Abbreviations: COPD, chronic obstructive pulmonary disease; CRSwNP, chronic rhinosinusitis with nasal polyps.

^a Data are expressed as mean ± standard error of mean. Comparison was made using Mann-Whitney U test for continuous variables and Pearson χ² test for categorical data.

Chronic lower respiratory diseases were more prevalent in patients with CRSwNP (21 patients, 63.6%) than that in the control group (2 participants, 6.5%), in a statistically significant way (P < .001, Fisher exact test; Table 1). In CRSwNP group, 16 (48.4%) participants were under treatment with inhaled steroids with β2-agonists, whereas in the control group, only 2 (6.4%) were being treated with inhaled steroids.

Using the ELISA tests for serum IgG antibodies to 40 food allergens analysis, we found the overall sum of IgG levels to be significantly lower in patients with CRSwNP compared to the control group (P = .013) and this difference was also observed for specific IgG antibodies against corn (P = .009), soya (P = .002), grain legumes (P = .004), pear and apple (P = .0025), berries (P = .0005), and citric fruit (P = .007; Figure 1). Moreover, the prevalence of patients with positive food IgG antibodies was significantly lower in patients with CRSwNP (48.5%) compared to the control group (74.2%; Table 2). The overall sum of specific food IgG antibodies did not correlate significantly with BMI (P = .719) or age (P = .228).

Figure 1.

Comparison of the mean concentration values of specific IgG antibodies for different food allergens in patients with CRSwNP and controls, obtained in ELISA test. N = 64. **P < .01 using Mann-Whitney U test. CRSwNP indicates chronic rhinosinusitis with nasal polyps; ELISA, enzyme-linked immunosorbent assay; IgG, immunoglobulin G.

Table 2.

Comparison Between Serum Levels of Specific Food IgG Antibodies and Prevalence of Test Positivity Between Patients With CRSwNP and Controls (N = 64).^a

	CRSwNP Group, n = 33	Control Group, n = 31	P Value
Sum [food IgG], AU/mL	48.24 ± 3.9; [18; 89]	115.5 ± 32.1; [22; 940]	.013
Positive food IgG, n (%)	16, 48.5	23, 74.2	.032
Multiple positive food IgG, n (%)	9, 27.3	16, 51.6	.041

Abbreviations: CRSwNP, chronic rhinosinusitis with nasal polyps; IgG, immunoglobulin G.

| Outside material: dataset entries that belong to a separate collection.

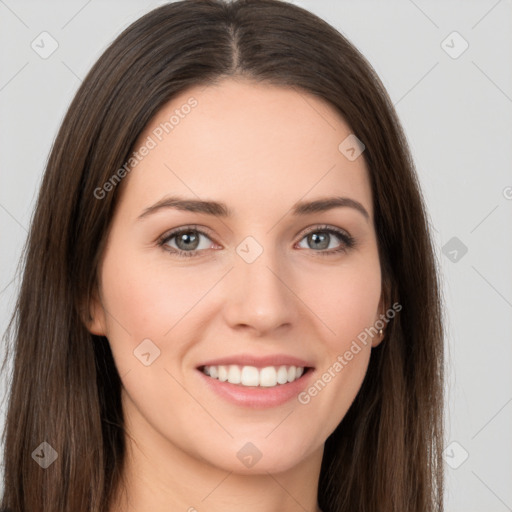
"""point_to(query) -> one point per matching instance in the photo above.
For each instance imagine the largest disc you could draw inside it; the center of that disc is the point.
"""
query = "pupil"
(187, 239)
(322, 239)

^a Positive food IgG was considered if at least 1 food-specific IgG concentration was ≥8 AU/mL and multiple positive if 2 or more food-specific IgG antibodies were ≥8 AU/mL. Data are expressed as mean ± standard error of mean. Comparison was made using Mann-Whitney U test for continuous variables and Pearson χ² test for categorical data.

No correlation between specific food IgG antibodies and the frequency of consumption that particular food was observed: IgG antibodies against cow’s milk and dairy products consumption frequency (P = .710); IgG antibodies against egg white and egg consumption frequency (P = .505); and IgG antibodies against wheat and cereals consumption frequency (P = .676), among others. In global, considering the all sample, the specific IgG antibodies against food with higher mean concentration values in our sample were cow’s milk (12.25 AU/mL), egg white (9.49 AU/mL), citrus fruits (7.68 AU/mL), bakers and brewer’s yeast (7.78 AU/mL), and corn (6.17 AU/mL).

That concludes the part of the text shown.